Note that views need to explictly be set any permissions either via decorators or view_permissions. Otherwise those views will not go through the permission checking. This is intended behaviour since it allows easier gradual integration when other 3rd party libraries are used.

views.py

from rest_framework.viewsets import ModelViewSet
from rest_framework_roles.permissions import is_self


class UserViewSet(ModelViewSet):
    serializer_class = UserSerializer
    queryset = User.objects.all()

    view_permissions = {
        'retrieve': {'user': is_self, 'admin': True},
        'create': {'anon': True},
        'list': {'admin': True},
    }

    @allowed('admin', 'user')
    @action(detail=False, methods=['get'])
    def me(self, request):
        self.kwargs['pk'] = request.user.pk
        return self.retrieve(request)

The permissions for each view are checked in order. All matching roles are checked, until permission is granted for that role.

As an example in retrieve an admin user matches both roles ('user' and 'admin'). However when trying to retrieve another user's info, the first rule does not grant access so the checking will continue. On the second rule, permission is granted and the checking ends there.

Advanced example

Sometimes you want to deal with more complex scenarios.
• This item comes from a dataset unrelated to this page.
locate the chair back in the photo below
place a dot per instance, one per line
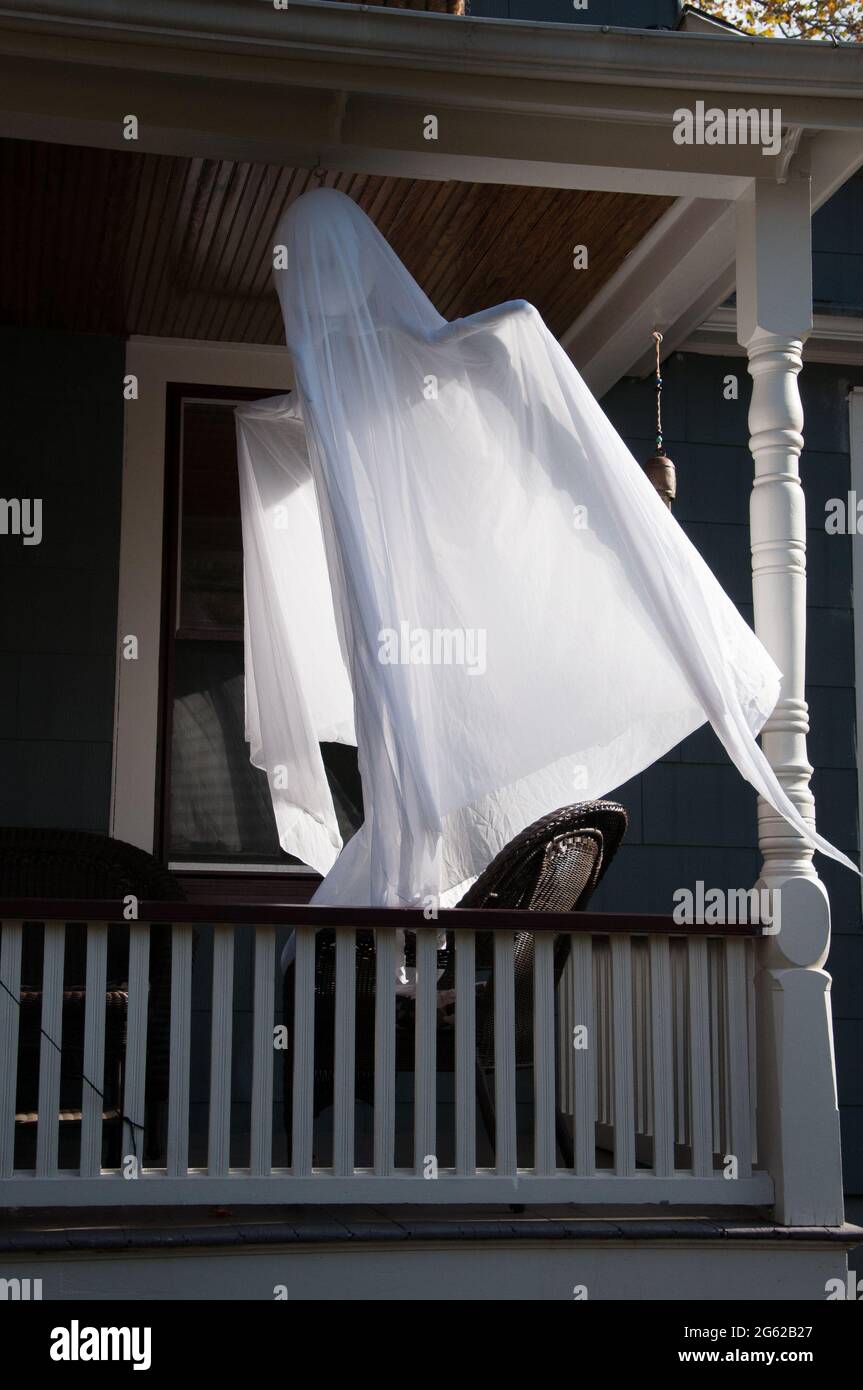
(553, 865)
Such refinement otherwise hairy with permission_classes, becomes much simpler.

In the example below we have many more advanced scenarios including forbidding the user to update their email.

views.py

from rest_framework_roles.permissions import is_self
from rest_framework_roles import roles


def not_updating_email(request, view):
    return 'email' not in request.data


class UserViewSet(ModelViewSet):
    serializer_class = UserSerializer
    queryset = User.objects.all()
    view_permissions = {
        'retrieve': {'user': is_self, 'admin': True},
        'update': {
          'user': (is_self, not_updating_email),  # User can update everything but their email
          'admin': True,
        },
        'create': {'anon': True},W
        'list': {'admin': True},
        'me': {'user': True},
    }

    @action(detail=False, methods=['get', 'patch'])
    def me(self, request):
        self.kwargs['pk'] = request.user.pk
        if request.method == 'GET':
            return self.retrieve(request)
        elif request.method == 'PATCH':
            return self.partial_update(request)

Advanced roles

By default you get some role-checking functions for common roles like 'admin', 'user' and 'anon'. Many times though, you'll have much more roles and certain roles can be expensive to calculate.
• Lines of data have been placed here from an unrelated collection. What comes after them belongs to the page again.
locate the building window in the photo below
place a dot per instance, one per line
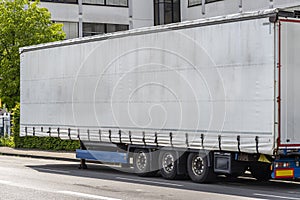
(117, 3)
(90, 29)
(71, 29)
(61, 1)
(199, 2)
(94, 2)
(166, 11)
(120, 3)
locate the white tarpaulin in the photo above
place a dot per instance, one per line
(215, 80)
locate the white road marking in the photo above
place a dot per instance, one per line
(52, 170)
(146, 181)
(4, 182)
(286, 181)
(91, 196)
(275, 196)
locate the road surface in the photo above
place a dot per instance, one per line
(27, 178)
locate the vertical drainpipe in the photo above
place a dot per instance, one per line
(241, 6)
(203, 7)
(80, 34)
(130, 12)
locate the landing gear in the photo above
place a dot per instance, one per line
(198, 168)
(141, 163)
(82, 164)
(168, 164)
(261, 171)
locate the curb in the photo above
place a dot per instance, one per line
(40, 157)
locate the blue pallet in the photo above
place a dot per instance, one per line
(103, 156)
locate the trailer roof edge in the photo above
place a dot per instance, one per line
(175, 26)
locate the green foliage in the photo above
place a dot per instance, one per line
(32, 142)
(7, 141)
(22, 23)
(48, 143)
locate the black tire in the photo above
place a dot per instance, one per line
(261, 171)
(141, 163)
(198, 169)
(168, 164)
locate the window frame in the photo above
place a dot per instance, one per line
(105, 4)
(200, 3)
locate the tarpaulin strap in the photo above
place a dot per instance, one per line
(256, 142)
(130, 138)
(144, 140)
(187, 140)
(202, 141)
(239, 142)
(219, 139)
(171, 139)
(120, 136)
(109, 135)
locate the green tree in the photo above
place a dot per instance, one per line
(22, 23)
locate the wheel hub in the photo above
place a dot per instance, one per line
(168, 163)
(141, 161)
(197, 165)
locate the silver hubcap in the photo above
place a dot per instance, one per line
(197, 165)
(168, 162)
(141, 161)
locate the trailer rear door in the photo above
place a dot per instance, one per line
(289, 77)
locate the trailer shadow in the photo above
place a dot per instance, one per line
(242, 186)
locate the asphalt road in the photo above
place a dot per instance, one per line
(27, 178)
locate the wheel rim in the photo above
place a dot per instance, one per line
(168, 162)
(141, 162)
(197, 165)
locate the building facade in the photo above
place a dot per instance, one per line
(91, 17)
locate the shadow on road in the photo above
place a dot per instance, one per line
(244, 186)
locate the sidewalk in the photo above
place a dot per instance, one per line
(56, 155)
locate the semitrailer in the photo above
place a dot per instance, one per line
(208, 97)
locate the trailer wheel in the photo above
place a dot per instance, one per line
(168, 164)
(261, 171)
(141, 163)
(198, 169)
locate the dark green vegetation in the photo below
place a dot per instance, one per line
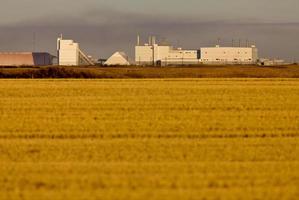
(202, 71)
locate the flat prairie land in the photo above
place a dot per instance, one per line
(153, 139)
We can easily mark the role-checking functions with a cost. The lower cost roles are checked first and then the expensive ones later. The cost is an arbitrary number so this refinement can be as deep as you wish.
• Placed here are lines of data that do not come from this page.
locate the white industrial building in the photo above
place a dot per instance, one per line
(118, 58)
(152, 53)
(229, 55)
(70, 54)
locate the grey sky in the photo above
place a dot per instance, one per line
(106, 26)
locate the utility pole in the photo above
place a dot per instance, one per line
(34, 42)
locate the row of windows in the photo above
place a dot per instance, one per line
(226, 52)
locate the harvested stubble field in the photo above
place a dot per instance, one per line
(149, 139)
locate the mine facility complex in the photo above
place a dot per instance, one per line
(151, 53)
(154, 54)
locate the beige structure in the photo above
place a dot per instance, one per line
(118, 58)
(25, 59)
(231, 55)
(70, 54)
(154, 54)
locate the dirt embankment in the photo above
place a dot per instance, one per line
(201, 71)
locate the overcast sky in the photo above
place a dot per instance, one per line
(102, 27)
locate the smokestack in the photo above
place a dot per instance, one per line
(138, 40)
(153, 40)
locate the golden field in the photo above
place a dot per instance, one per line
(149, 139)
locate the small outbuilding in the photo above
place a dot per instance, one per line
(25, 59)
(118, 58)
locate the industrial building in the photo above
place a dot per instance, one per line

from rest_framework_roles.decorators import role_checker


@role_checker(cost=0)
def is_freebie_user(request, view):
    return request.user.is_authenticated and request.user.plan == 'freebie'


@role_checker(cost=0)
def is_payed_user(request, view):
    return request.user.is_authenticated and not request.user.plan


@role_checker(cost=50)
def is_creator(request, view):
    obj = view.get_object()
    if hasattr(obj, 'creator'):
        return request.user == obj.creator
    return False

This is a bit similar to Django REST's check_permissions and check_object_permissions which in this case would translate to a max of 2 different costs.